付き合いの長い清武すら、近くにいても気づかなかった梓のオメガの匂い。
それを指摘され、どう応えればいいのかと考える。

「えっと……」

「別に誰にも言わないよ」

 にっこりと優しく無邪気な笑顔を向けられ、梓は考えるのを辞めた。

「じゃあ、私と一緒だね」

 雪見が二人の会話に割って入る。

「雪見さんオメガなの?」
「うん、そう。番はいるよー」

 雪見は長い髪を両手で上げ、首筋を梓に見せる。
番が成立している証拠の、アルファによる噛み跡。

「じゃあ……悠里さんと?」
「ううん、番は佳充だよ」

 佳充とは、梓の職場だった場所にいる佳充の事だろうか。
梓は思考が追いつかないでいた。
 この流れだと、こんなにも仲が良い二人はきっと番なのだろうと思った梓は、急に今居ない人物の名前が上げられ、混乱する。

「え?ええ?」
「あははははっ!あずちんって意外と間抜けな声出るんだね」

 梓の驚きを隠せずに出た声が裏返ったのを耳に入れ、悠里が腹を抱えながら笑う。

「佳充とはね、高校の時には番なんだ」

 雪見から告げられた衝撃の事実に、梓は言葉を失い目を丸くする。

「仕事の関係上、関係は非公開だけど。二人は成人と共に結婚してるよー」

 笑いを抑えようと必死になり、涙目になりながら悠里は口を開く。

「私さ、雪見の事好きだったんだよねぇ。でも、私、女のアルファだから佳充の方が良いと思ったんだぁ……」

 悠里は、自分がアルファである事を悔いている様子だった。

「私がアルファで、雪見と番になれるって喜んでたんだけど、世の中ってそう甘くなくてさ。アルファでも女なら女らしく子を産む方の身体を選びなさい!っていう感じでね」

 アルファというだけで、エリートコースを進む事が約束される社会。
その二次性は完璧とされ、何不自由ない生活が望めるであろう。

 ヒエラルキーのトップであるアルファは、この世で最も輝かしい存在。

だがそれは、ベータやオメガにとって、高すぎて見えなかった苦労もあることに梓は気づく。

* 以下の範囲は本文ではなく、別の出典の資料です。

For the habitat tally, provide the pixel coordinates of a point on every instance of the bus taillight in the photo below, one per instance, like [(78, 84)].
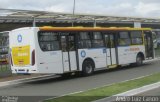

「私、去勢してるんだ。番が居ないからオメガの匂いも解る。子宮さえあればいいっていう親の判断で高校のときね、取らされちゃった。取ってもアルファのままだけどね」

 もう過去の事だからと、気にも留めていない様子で悠里が語る。

「あの頃はそりゃ泣いたよ。女らしくって何?って。でも世の中ってそんなもんだよね」
「悠里……」

 語りだし、止まらない過去の感情を口にする悠里に、雪見が申し訳ないという表情を見せる。

「私たちさ、本当は昔、付き合ってたんだ。でも去勢されて、雪見との子供ができないって思ったから、雪見が知らない誰かに取られるならって、アルファの佳充と雪見を番にさせたんだよねぇ」

「俺は望んで雪見と番になったんだが?」

 梓の背後から、男の声が聞こえた。
佳充だった。

「おー来た来た」

 ようやく来ましたか。と、悠里が佳充を見て言う。

「お迎えご苦労さーん」
「俺はアシじゃねーんだよ」

 どうやら、悠里か雪見のどちらかが呼び出したようだ。
今日は休みなのか、いつもスーツで凛々しい姿を見せている佳充の姿はラフだった。

「梓、久しぶりだな。体調はどうだ?」
「お蔭様で、なんとか順調に」
「ならよかった」

 佳充は、当たり前のように自然と梓の隣に座った。

「で?なんの話だ?」
「んー?私たちの過去」

 そんな話をなんでしているんだと、佳充が小言を漏らすが、悠里と雪見は話を止めなかった。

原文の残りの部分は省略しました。